VW’s actions in the decade following the creation of that PowerPoint cement the notion of a hubris that asked, “What’s the US government really gonna do to us?” The engineers updated the software to get better at figuring out when it was being tested, and didn’t worry about getting caught because government regulators weren’t known to use mobile emissions equipment. In court filings addressing a shareholder lawsuit, company attorneys said the discrepancy between lab results and on-the-road results was “tolerated by regulators.” The NYT article says the management board and “company executives repeatedly rejected proposals to improve the emissions equipment.” Better equipment would have made VW vehicles more expensive relative to competition from Toyota and Honda “without providing a benefit that customers could perceive.” Except for, you know, being legal.

After trying to stall US regulators for more than a year by saying things like the EPA’s equipment must be out of whack, company reps didn’t admit the subterfuge until the EPA refused to certify any 2016 cars.
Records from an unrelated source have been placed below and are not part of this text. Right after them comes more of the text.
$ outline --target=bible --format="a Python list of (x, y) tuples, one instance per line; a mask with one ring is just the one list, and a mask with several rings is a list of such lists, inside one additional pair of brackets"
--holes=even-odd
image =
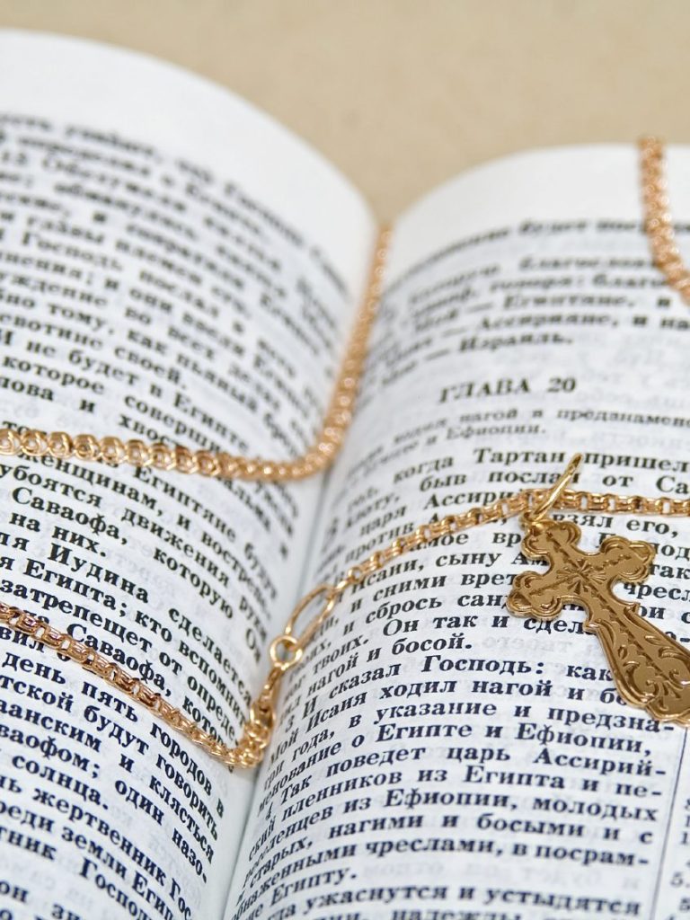
[[(0, 75), (0, 428), (300, 455), (367, 289), (362, 196), (144, 56), (5, 31)], [(683, 215), (687, 150), (668, 167)], [(546, 488), (576, 452), (585, 488), (690, 494), (690, 320), (633, 145), (431, 191), (383, 289), (323, 475), (0, 457), (0, 600), (232, 744), (299, 598), (420, 523)], [(684, 520), (559, 513), (585, 551), (652, 543), (616, 591), (690, 637)], [(510, 615), (521, 540), (516, 519), (448, 534), (349, 590), (255, 770), (1, 627), (0, 920), (680, 920), (686, 733), (624, 705), (581, 609)]]

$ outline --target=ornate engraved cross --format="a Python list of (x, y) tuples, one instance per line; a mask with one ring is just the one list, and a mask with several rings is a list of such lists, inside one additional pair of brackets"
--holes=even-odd
[(613, 592), (616, 582), (649, 577), (654, 548), (608, 536), (598, 552), (585, 553), (577, 546), (581, 535), (577, 524), (544, 518), (577, 465), (571, 464), (539, 508), (523, 518), (523, 552), (546, 559), (549, 568), (518, 575), (508, 609), (519, 616), (553, 620), (564, 604), (584, 607), (584, 629), (599, 637), (621, 696), (660, 721), (690, 724), (690, 653), (640, 616), (638, 604)]

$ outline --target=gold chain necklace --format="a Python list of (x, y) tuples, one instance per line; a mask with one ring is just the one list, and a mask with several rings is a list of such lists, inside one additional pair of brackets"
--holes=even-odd
[(644, 226), (654, 265), (690, 306), (690, 271), (678, 248), (669, 213), (667, 181), (663, 169), (663, 144), (656, 137), (639, 142)]
[(154, 466), (211, 478), (262, 482), (290, 482), (321, 472), (338, 455), (352, 419), (369, 338), (381, 299), (389, 241), (390, 231), (385, 226), (379, 233), (366, 293), (355, 319), (321, 430), (302, 456), (286, 461), (234, 456), (224, 451), (192, 451), (181, 446), (168, 447), (160, 442), (122, 441), (113, 435), (98, 438), (95, 434), (46, 432), (21, 425), (17, 431), (14, 428), (0, 428), (0, 455), (101, 461), (111, 466), (121, 464)]
[[(645, 201), (645, 229), (652, 249), (654, 263), (664, 273), (669, 284), (678, 290), (686, 303), (690, 304), (690, 272), (683, 264), (668, 213), (668, 201), (664, 191), (662, 170), (662, 148), (658, 141), (644, 138), (640, 142), (643, 195)], [(382, 236), (377, 249), (373, 281), (364, 308), (358, 318), (352, 341), (348, 350), (339, 384), (338, 394), (346, 394), (347, 419), (331, 419), (339, 425), (340, 437), (347, 424), (356, 389), (361, 375), (366, 350), (366, 340), (374, 320), (375, 306), (380, 295), (380, 279), (385, 253), (387, 234)], [(368, 305), (368, 306), (367, 306)], [(358, 334), (359, 328), (359, 334)], [(353, 347), (357, 340), (356, 348)], [(351, 360), (351, 363), (348, 362)], [(334, 403), (331, 407), (336, 405)], [(344, 404), (340, 404), (342, 407)], [(327, 422), (328, 417), (327, 417)], [(328, 424), (324, 432), (328, 432)], [(323, 468), (339, 445), (339, 440), (331, 440), (330, 435), (322, 432), (319, 442), (319, 456), (326, 459), (316, 463), (316, 457), (309, 459), (307, 453), (293, 464), (275, 464), (270, 461), (247, 458), (242, 460), (247, 466), (233, 466), (230, 476), (244, 475), (247, 478), (300, 478)], [(51, 447), (51, 438), (57, 439)], [(79, 436), (78, 436), (79, 437)], [(81, 436), (91, 439), (91, 435)], [(18, 438), (18, 441), (17, 441)], [(24, 440), (26, 439), (26, 441)], [(63, 439), (67, 439), (66, 442)], [(103, 443), (103, 442), (107, 443)], [(45, 435), (30, 430), (25, 435), (14, 431), (0, 431), (0, 454), (25, 454), (29, 456), (75, 456), (84, 460), (101, 459), (108, 463), (132, 463), (134, 466), (155, 466), (159, 468), (178, 468), (183, 472), (199, 472), (206, 476), (223, 476), (224, 461), (213, 456), (212, 461), (206, 452), (198, 452), (194, 461), (190, 459), (190, 452), (182, 454), (181, 466), (177, 457), (169, 453), (159, 454), (164, 445), (142, 445), (141, 442), (130, 442), (135, 446), (129, 448), (121, 444), (121, 452), (115, 452), (115, 459), (110, 458), (112, 439), (98, 442), (84, 442), (84, 450), (75, 450), (77, 439), (63, 433)], [(68, 443), (71, 453), (60, 451)], [(321, 446), (330, 445), (328, 450)], [(55, 453), (55, 447), (58, 453)], [(169, 448), (165, 448), (169, 452)], [(142, 453), (139, 453), (142, 452)], [(312, 452), (314, 453), (314, 452)], [(82, 455), (82, 454), (86, 455)], [(200, 460), (198, 454), (201, 454)], [(163, 460), (166, 463), (163, 463)], [(169, 461), (169, 462), (168, 462)], [(181, 732), (190, 741), (200, 745), (212, 756), (228, 766), (255, 766), (260, 763), (269, 744), (276, 722), (276, 697), (284, 674), (304, 657), (305, 648), (316, 636), (319, 627), (337, 605), (348, 588), (361, 584), (369, 576), (385, 568), (393, 559), (428, 546), (443, 536), (456, 534), (484, 523), (504, 521), (522, 515), (522, 523), (526, 531), (523, 544), (523, 552), (532, 558), (546, 559), (550, 568), (543, 572), (526, 572), (515, 580), (513, 589), (507, 599), (509, 609), (518, 615), (532, 615), (544, 620), (555, 618), (560, 613), (564, 603), (576, 603), (587, 610), (584, 629), (599, 635), (609, 660), (618, 692), (624, 699), (634, 706), (642, 707), (650, 714), (661, 721), (675, 721), (685, 725), (690, 723), (690, 654), (679, 643), (670, 639), (650, 623), (643, 620), (638, 613), (638, 604), (618, 601), (613, 594), (614, 583), (618, 581), (639, 582), (650, 571), (653, 558), (653, 548), (644, 542), (631, 542), (622, 537), (608, 537), (597, 553), (583, 553), (576, 544), (580, 539), (580, 528), (570, 522), (555, 521), (546, 518), (549, 511), (557, 509), (572, 512), (604, 512), (616, 514), (656, 514), (662, 517), (690, 517), (690, 499), (672, 500), (668, 498), (644, 498), (642, 496), (624, 496), (614, 493), (572, 491), (568, 485), (574, 476), (580, 457), (571, 461), (565, 473), (558, 477), (549, 489), (526, 489), (501, 499), (491, 504), (470, 508), (460, 514), (451, 514), (442, 520), (430, 521), (417, 527), (411, 534), (397, 537), (385, 549), (377, 550), (333, 584), (322, 584), (310, 592), (297, 604), (287, 621), (283, 632), (270, 644), (270, 670), (259, 696), (249, 709), (242, 735), (235, 747), (218, 741), (205, 731), (192, 719), (187, 718), (178, 707), (165, 700), (160, 694), (153, 691), (120, 665), (100, 655), (83, 642), (78, 642), (67, 633), (52, 627), (44, 618), (36, 617), (17, 607), (0, 603), (0, 623), (18, 633), (30, 637), (39, 645), (52, 649), (57, 654), (81, 664), (86, 671), (101, 677), (116, 686), (131, 699), (144, 706), (153, 715), (161, 719), (171, 728)], [(308, 466), (308, 469), (307, 469)], [(185, 468), (187, 467), (187, 468)], [(247, 469), (248, 467), (248, 469)], [(213, 471), (214, 470), (214, 471)], [(240, 470), (240, 472), (237, 472)], [(289, 470), (292, 472), (288, 473)], [(605, 576), (602, 573), (605, 572)], [(298, 620), (307, 610), (316, 604), (318, 609), (303, 632), (295, 636)], [(621, 657), (622, 652), (622, 657)], [(617, 657), (616, 657), (617, 656)], [(636, 673), (641, 668), (641, 674)], [(649, 679), (653, 672), (655, 681)], [(653, 684), (653, 691), (649, 685)]]
[[(25, 633), (39, 644), (52, 649), (57, 654), (70, 658), (81, 664), (86, 671), (98, 674), (228, 766), (255, 766), (260, 763), (275, 726), (276, 696), (284, 674), (300, 662), (305, 648), (347, 589), (361, 584), (370, 575), (384, 569), (398, 556), (420, 549), (434, 540), (457, 534), (461, 530), (467, 530), (479, 524), (505, 521), (517, 515), (523, 516), (523, 523), (529, 537), (532, 525), (540, 522), (546, 512), (551, 508), (561, 511), (603, 512), (607, 514), (656, 514), (661, 517), (690, 517), (690, 499), (650, 499), (639, 495), (568, 490), (564, 489), (564, 483), (567, 484), (569, 481), (573, 473), (573, 465), (570, 465), (566, 473), (556, 483), (556, 486), (550, 489), (525, 489), (491, 504), (470, 508), (461, 514), (450, 514), (440, 521), (429, 521), (417, 527), (407, 536), (397, 537), (385, 549), (372, 553), (362, 562), (352, 566), (334, 584), (322, 584), (310, 592), (294, 608), (282, 633), (277, 636), (270, 644), (270, 671), (249, 709), (242, 736), (235, 747), (229, 747), (219, 742), (210, 732), (205, 731), (192, 719), (185, 716), (180, 709), (165, 700), (160, 694), (147, 687), (139, 678), (128, 673), (120, 665), (100, 655), (89, 646), (78, 642), (67, 633), (60, 632), (51, 627), (47, 620), (39, 619), (17, 607), (0, 604), (0, 623), (10, 627), (17, 632)], [(575, 524), (569, 524), (569, 526), (575, 527), (579, 531)], [(576, 535), (579, 536), (579, 533)], [(615, 539), (622, 538), (616, 537)], [(625, 542), (629, 543), (629, 541)], [(649, 546), (649, 544), (640, 543), (631, 546), (636, 547)], [(530, 555), (533, 554), (530, 553)], [(590, 554), (584, 555), (589, 556)], [(629, 576), (629, 573), (626, 580), (635, 581)], [(571, 599), (569, 595), (561, 596), (562, 601)], [(318, 612), (303, 632), (299, 636), (295, 636), (298, 619), (316, 602), (319, 604)], [(627, 604), (627, 606), (635, 607), (637, 605)], [(524, 610), (517, 609), (517, 604), (513, 607), (513, 612), (520, 615), (526, 615)], [(529, 615), (538, 615), (544, 619), (552, 619), (556, 615), (552, 610), (541, 614), (538, 611), (530, 610)], [(677, 673), (678, 650), (687, 658), (688, 680), (685, 688), (690, 691), (690, 655), (682, 646), (673, 642), (656, 627), (646, 621), (642, 621), (642, 623), (648, 632), (654, 634), (650, 641), (658, 650), (660, 661), (662, 661), (665, 659), (669, 667), (672, 665), (676, 667)], [(585, 627), (585, 628), (587, 627)], [(592, 631), (597, 631), (597, 629), (598, 627)], [(675, 657), (668, 654), (669, 649), (675, 652)], [(626, 671), (629, 671), (629, 668), (621, 665), (619, 673), (615, 672), (619, 692), (633, 705), (649, 707), (649, 701), (638, 702), (630, 698), (630, 696), (626, 695), (625, 682), (621, 676)], [(659, 674), (657, 676), (660, 677)], [(666, 677), (666, 684), (663, 684), (664, 695), (673, 696), (675, 693), (673, 679), (664, 674), (661, 676)], [(687, 706), (690, 711), (690, 698), (687, 700)], [(662, 718), (662, 716), (656, 715), (655, 718)], [(666, 718), (669, 720), (682, 722), (684, 719), (684, 717), (678, 719), (674, 715)]]

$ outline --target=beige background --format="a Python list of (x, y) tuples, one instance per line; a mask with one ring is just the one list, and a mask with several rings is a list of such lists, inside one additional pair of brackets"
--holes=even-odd
[(540, 144), (690, 141), (690, 0), (0, 0), (224, 84), (395, 216)]

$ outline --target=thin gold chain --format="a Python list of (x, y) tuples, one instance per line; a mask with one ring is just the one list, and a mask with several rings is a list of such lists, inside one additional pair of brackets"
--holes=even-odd
[[(398, 556), (419, 549), (440, 537), (479, 524), (525, 514), (543, 507), (549, 494), (549, 489), (525, 489), (491, 504), (470, 508), (461, 514), (450, 514), (440, 521), (430, 521), (352, 566), (339, 581), (319, 585), (310, 592), (294, 608), (283, 632), (270, 645), (271, 666), (269, 676), (249, 709), (242, 735), (235, 747), (219, 742), (188, 719), (180, 709), (163, 699), (160, 694), (147, 687), (138, 677), (98, 654), (84, 642), (78, 642), (67, 633), (52, 627), (47, 620), (40, 619), (18, 607), (0, 603), (0, 624), (24, 633), (39, 644), (52, 649), (58, 655), (81, 664), (86, 671), (121, 690), (125, 696), (144, 706), (153, 715), (226, 765), (256, 766), (263, 757), (275, 726), (276, 696), (281, 679), (302, 660), (305, 649), (348, 588), (362, 583)], [(690, 499), (648, 499), (639, 495), (615, 495), (610, 492), (566, 490), (553, 503), (553, 507), (561, 511), (690, 517)], [(302, 633), (295, 636), (297, 621), (316, 602), (318, 612)]]
[(381, 299), (389, 241), (390, 231), (384, 227), (376, 244), (364, 300), (357, 314), (321, 430), (302, 456), (285, 461), (268, 460), (236, 456), (224, 451), (170, 447), (160, 442), (122, 441), (113, 435), (98, 438), (95, 434), (46, 432), (22, 425), (17, 425), (16, 429), (0, 429), (0, 455), (100, 461), (113, 466), (121, 464), (155, 466), (156, 469), (199, 474), (212, 478), (263, 482), (289, 482), (321, 472), (337, 456), (352, 419), (372, 327)]
[(669, 211), (663, 144), (656, 137), (639, 142), (644, 227), (654, 265), (690, 305), (690, 271), (681, 256)]

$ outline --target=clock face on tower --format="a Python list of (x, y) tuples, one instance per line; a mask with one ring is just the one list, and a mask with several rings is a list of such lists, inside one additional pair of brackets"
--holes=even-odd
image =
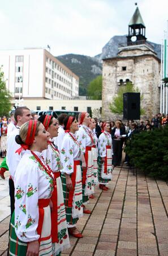
[(132, 42), (135, 42), (136, 41), (137, 38), (136, 36), (133, 36), (131, 38), (131, 40)]

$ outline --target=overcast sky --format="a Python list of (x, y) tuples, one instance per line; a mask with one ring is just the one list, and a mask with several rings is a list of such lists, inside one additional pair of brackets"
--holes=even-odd
[(167, 0), (0, 0), (0, 49), (51, 46), (55, 56), (94, 56), (125, 35), (136, 6), (150, 41), (167, 30)]

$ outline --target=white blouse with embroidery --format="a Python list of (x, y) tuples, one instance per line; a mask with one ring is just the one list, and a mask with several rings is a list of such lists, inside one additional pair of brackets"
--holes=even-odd
[[(52, 142), (52, 140), (50, 141)], [(44, 160), (54, 172), (59, 172), (63, 168), (59, 153), (54, 145), (49, 144), (48, 149), (44, 150), (42, 153)]]
[[(71, 134), (76, 139), (75, 134)], [(60, 152), (63, 170), (61, 172), (71, 174), (74, 172), (74, 160), (81, 160), (81, 148), (77, 141), (66, 133), (63, 141)]]
[(89, 131), (89, 128), (83, 125), (76, 132), (76, 139), (80, 144), (83, 153), (85, 152), (87, 146), (92, 146), (92, 141), (89, 133), (90, 131)]
[[(42, 154), (35, 152), (40, 159)], [(29, 150), (21, 159), (14, 176), (15, 229), (17, 237), (23, 242), (37, 240), (38, 222), (38, 200), (49, 199), (53, 191), (53, 182), (44, 167)]]
[(99, 155), (101, 158), (106, 156), (106, 146), (111, 146), (111, 150), (113, 151), (111, 134), (106, 131), (104, 131), (100, 135), (98, 141)]

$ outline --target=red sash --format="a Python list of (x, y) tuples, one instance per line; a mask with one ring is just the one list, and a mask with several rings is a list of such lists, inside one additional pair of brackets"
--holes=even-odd
[(37, 229), (37, 234), (40, 235), (40, 238), (38, 242), (41, 241), (41, 236), (42, 232), (42, 228), (44, 217), (44, 209), (45, 207), (47, 207), (50, 204), (50, 199), (38, 199), (38, 212), (39, 212), (39, 218), (38, 224)]
[[(54, 179), (60, 177), (60, 172), (53, 172)], [(51, 200), (53, 203), (53, 208), (51, 213), (51, 238), (53, 243), (58, 243), (59, 240), (58, 238), (58, 207), (57, 207), (57, 183), (54, 187), (54, 191), (51, 197)]]
[(68, 201), (68, 207), (72, 207), (73, 197), (75, 192), (75, 187), (76, 183), (76, 166), (80, 166), (80, 160), (74, 161), (74, 172), (71, 174), (71, 177), (72, 182), (73, 190), (71, 190), (69, 192), (69, 198)]
[(85, 185), (87, 180), (87, 168), (88, 164), (88, 151), (92, 150), (92, 146), (87, 146), (86, 147), (86, 151), (85, 154), (85, 159), (86, 162), (87, 168), (83, 170), (83, 176), (82, 176), (82, 184)]
[(104, 163), (104, 174), (107, 172), (107, 149), (110, 149), (111, 146), (106, 146), (106, 156), (105, 157), (105, 160)]

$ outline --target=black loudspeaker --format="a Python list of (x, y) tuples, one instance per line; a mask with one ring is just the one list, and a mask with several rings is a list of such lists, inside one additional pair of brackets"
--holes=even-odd
[(140, 93), (123, 93), (123, 119), (139, 120), (140, 116)]

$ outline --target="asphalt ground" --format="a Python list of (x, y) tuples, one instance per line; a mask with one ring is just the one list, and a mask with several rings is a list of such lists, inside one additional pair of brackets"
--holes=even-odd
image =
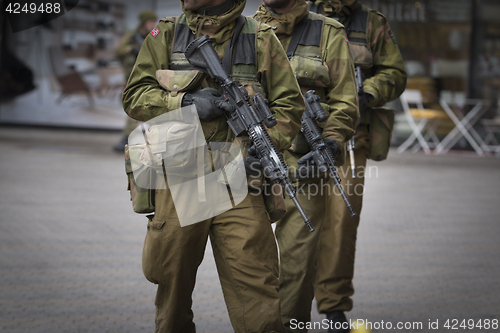
[[(153, 332), (119, 136), (0, 128), (0, 332)], [(500, 160), (392, 151), (369, 166), (348, 318), (498, 332), (483, 324), (500, 319)], [(232, 332), (209, 246), (193, 298), (198, 332)]]

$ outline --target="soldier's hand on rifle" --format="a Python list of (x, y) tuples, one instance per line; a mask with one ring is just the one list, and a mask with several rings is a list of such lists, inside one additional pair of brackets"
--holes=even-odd
[(359, 113), (363, 113), (366, 110), (368, 104), (373, 102), (373, 100), (375, 99), (375, 97), (373, 97), (372, 94), (366, 92), (360, 93), (358, 98), (359, 98)]
[(203, 88), (192, 94), (185, 94), (182, 106), (194, 104), (201, 120), (209, 121), (224, 114), (224, 111), (234, 111), (234, 107), (214, 88)]
[[(327, 148), (332, 153), (333, 158), (337, 157), (340, 152), (340, 146), (337, 141), (333, 139), (324, 139)], [(299, 168), (295, 171), (295, 178), (298, 180), (305, 180), (312, 177), (318, 177), (328, 170), (326, 165), (316, 165), (314, 159), (314, 152), (310, 151), (297, 161)]]
[(257, 157), (257, 149), (254, 146), (248, 149), (248, 156), (244, 160), (247, 175), (251, 177), (260, 177), (263, 175), (263, 166), (260, 158)]

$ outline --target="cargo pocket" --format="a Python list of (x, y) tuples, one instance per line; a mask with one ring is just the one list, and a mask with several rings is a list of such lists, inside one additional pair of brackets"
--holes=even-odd
[(142, 271), (148, 281), (159, 284), (163, 282), (163, 252), (164, 252), (164, 225), (165, 221), (155, 221), (148, 216), (148, 230), (142, 249)]
[(370, 151), (368, 158), (374, 161), (383, 161), (389, 154), (394, 116), (396, 110), (389, 108), (373, 108), (370, 112), (369, 126)]

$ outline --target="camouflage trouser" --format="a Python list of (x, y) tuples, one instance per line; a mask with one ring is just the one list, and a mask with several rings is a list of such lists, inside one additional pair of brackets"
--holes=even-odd
[(338, 169), (342, 178), (342, 187), (356, 211), (356, 216), (351, 217), (339, 195), (330, 196), (321, 230), (315, 289), (318, 312), (320, 313), (352, 309), (350, 296), (354, 294), (352, 284), (354, 255), (363, 202), (362, 191), (365, 182), (364, 171), (367, 152), (365, 129), (358, 129), (356, 149), (354, 150), (356, 170), (358, 171), (357, 178), (352, 178), (349, 155), (347, 155), (346, 163)]
[(209, 236), (235, 332), (285, 331), (276, 242), (262, 196), (254, 194), (217, 217), (180, 227), (169, 190), (156, 190), (143, 250), (144, 275), (158, 284), (155, 332), (196, 331), (191, 296)]
[(280, 250), (281, 316), (287, 332), (290, 321), (309, 322), (314, 298), (316, 256), (325, 212), (328, 188), (324, 181), (298, 187), (297, 199), (311, 220), (314, 232), (309, 232), (290, 198), (285, 199), (287, 212), (276, 224), (276, 239)]

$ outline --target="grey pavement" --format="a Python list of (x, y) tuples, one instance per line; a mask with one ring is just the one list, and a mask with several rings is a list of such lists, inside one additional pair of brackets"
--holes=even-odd
[[(0, 332), (153, 332), (119, 136), (0, 128)], [(500, 160), (392, 151), (370, 166), (348, 317), (423, 325), (373, 332), (500, 319)], [(210, 247), (193, 298), (199, 332), (232, 332)]]

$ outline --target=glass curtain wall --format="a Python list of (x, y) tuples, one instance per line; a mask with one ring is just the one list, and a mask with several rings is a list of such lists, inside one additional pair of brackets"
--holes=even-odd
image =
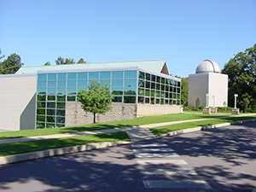
[(180, 105), (180, 82), (142, 71), (38, 73), (37, 128), (65, 126), (67, 102), (93, 79), (110, 84), (115, 103)]

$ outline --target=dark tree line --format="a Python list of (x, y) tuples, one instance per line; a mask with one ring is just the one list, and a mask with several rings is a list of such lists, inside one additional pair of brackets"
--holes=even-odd
[(234, 94), (237, 94), (237, 108), (256, 112), (256, 44), (236, 54), (222, 73), (229, 75), (229, 105), (234, 107)]

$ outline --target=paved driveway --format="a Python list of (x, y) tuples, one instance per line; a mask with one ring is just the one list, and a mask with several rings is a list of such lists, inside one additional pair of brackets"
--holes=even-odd
[(0, 166), (0, 191), (252, 191), (256, 124)]

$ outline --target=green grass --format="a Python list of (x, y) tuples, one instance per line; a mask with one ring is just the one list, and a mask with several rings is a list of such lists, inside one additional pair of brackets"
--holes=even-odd
[(130, 142), (125, 131), (98, 135), (78, 136), (58, 139), (19, 142), (0, 145), (0, 156), (42, 151), (102, 142)]
[[(147, 124), (154, 124), (168, 121), (186, 120), (194, 119), (213, 118), (225, 115), (220, 114), (202, 114), (202, 113), (177, 113), (160, 116), (142, 117), (129, 120), (118, 120), (105, 123), (96, 123), (80, 126), (48, 128), (40, 130), (26, 130), (18, 131), (0, 132), (0, 139), (18, 138), (33, 136), (55, 135), (61, 133), (79, 132), (94, 130), (106, 130), (125, 126), (134, 126)], [(227, 115), (228, 116), (228, 115)]]
[(154, 127), (149, 130), (154, 136), (157, 137), (177, 130), (183, 130), (183, 129), (189, 129), (189, 128), (198, 127), (198, 126), (206, 126), (206, 125), (211, 125), (215, 124), (229, 123), (229, 122), (239, 121), (239, 120), (246, 120), (246, 119), (250, 119), (254, 118), (256, 118), (256, 116), (217, 119), (210, 119), (210, 120), (174, 124), (170, 125)]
When leadership, including ex-CEO Martin Winterkorn, realized reckoning with US regulators was on the way, the leadership figured “they could deal with the problem quietly at a relatively low cost.”

Then Stuart Johnson, VW’s point person dealing with US regulators, wrote that he “was very disappointed” when the EPA only gave him 30 minutes notice before a public announcement of the defeat devices. Johnson fully expected the company “could discuss the issue privately” for another four months, until the end of 2016. Now we completely understand why VW doesn’t want to reveal any preliminary findings just yet.